Criteria

MISSION

The media reviewing division of Catholic News Service aims to provide the public with a spiritual, moral and artistic evaluation of the products of visual mass media -- films, television programs and related media content -- based on the standards of faith and morals preserved and transmitted by the church’s teaching authority. Thus, the most basic principle used to calculate a film’s worth is the extent to which it affirms, challenges or rejects Judeo-Christian values.

CNS reviews and classifications are intended as a guide for parents -- to aid them in choosing what is most appropriate for their children -- and for adult viewers who wish to make informed decisions in accord with Catholic teaching.


NEGATIVE BEHAVIOR VS. LARGER CONTEXT

CNS reviewers endeavor to distinguish between the moral actions of a character or characters in a fictional narrative and the larger context in which these actions are presented by the work’s creators. Thus, Francis Ford Coppola did not, we can reasonably presume, set out to glorify crime in “The Godfather,” but instead to chronicle the sorry consequences of evil. Similarly, a documentary on abortion might be a patently unacceptable celebration of so-called “freedom of choice” or an accurate examination of the tragic effects of what is always an objectively grave sin and an all-too-widespread social corrosive. Precisely for this reason, the ultimately positive presentation of a fictional instance of euthanasia in 2004’s “Million Dollar Baby” – a film whose strictly artistic merits earned it that year’s Academy Award for Best Picture -- resulted in a classification of “O – morally offensive.”


HUMAN SEXUALITY

Like abortion and euthanasia, premarital sexual encounters, nonmarital cohabitation, adulterous relationships, homosexual activity, artificial birth control and masturbation have long since ceased to be taboo subjects in the mass media. Instead such practices are often presented sympathetically, or even taken for granted as something “everyone does.” CNS reviewers always flag such content and, to the extent that any film or program positively endorses such behavior as either normative or acceptable, to that degree will the review and classification reflect the work’s divergence from Catholic teaching.

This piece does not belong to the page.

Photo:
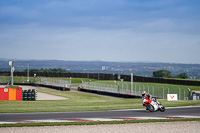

DEPICTIONS OF THE CHURCH AND ITS CLERGY AND RELIGIOUS

While CNS reviewers are vigilant in detecting instances of blatant anti-Catholicism, it would be unrealistic to pretend that every incident or individual in the long history of the church has provided an edifying example. Thus, quality films that fairly portray the flaws inherent in the human aspects of the church receive judicious evaluation from CNS critics.


DEFINING OUR CLASSIFICATIONS

  • A-I – General Patronage

    Strictly speaking, this does not simply connote films that are “for” children, or films in which they would necessarily be interested. Rather, any film free from significant objectionable content might receive this classification. In the days of the Hollywood Production Code, when it was assumed that almost all mainstream films were acceptable for all audiences, many films with “adult” subject matter -- like 1956’s “Giant” -- received this classification. Nowadays, with even the cleanest adult films usually containing at least instance of foul language, such examples are rare.



  • A-II – Adults and Adolescents

    The original intent of this classification was an endorsement for older teens. However, some ambiguity remains in this category, and CNS critics generally indicate whether the film is most appropriate for “older teens” or anyone over the age of 13. Films with nudity, overt sexual activity, bloody violence, or the use of foul language are almost never allowed in the A-I or A-II categories.



  • A-III – Adults

    Adult sensibilities can, of course, run the gamut from a viewer with a wide tolerance for edgy subject matter to more sensitive moviegoers who find certain elements less palatable. CNS reviewers try to strike a balance between the two. Occasionally, a worthy film is clearly “adult” in subject matter, yet older teens might derive benefit from it, so a sentence may be added about the movie being “acceptable” or “possibly acceptable” for “older teens.”



  • L – Limited adult audience, films whose problematic content many adults would find troubling

    This highly restrictive classification explicitly indicates that the film will probably be unacceptable to the casual adult moviegoer. It is generally used for those quality films that have more challenging material than an A-III in terms of nudity, sex, violence, language or moral dilemmas, but are still worthy of consideration by mature viewers well-grounded in their faith and open to the portrayal of gritty subject matter. Less often, this classification is applied to films that -- whatever their aesthetic merit or lack thereof -- are too strong for an A-III but not sufficiently wayward to receive an “O.”



  • O – Morally offensive

    This classification is for films that feature excessive violence, gratuitous or exploitative sexuality or are laden, for no artistically valid reason, with non-stop vulgarity. Additionally, films that directly contradict church teaching on matters such as euthanasia (“The Sea Inside”), abortion (“The Cider House Rules”), suicide (“Thelma & Louise”), adultery (“Extract”), homosexual activity (“Taking Woodstock”) or vigilante killing and revenge (“The Brave One”) also get O’s, no matter how lauded some of them may be by the secular press.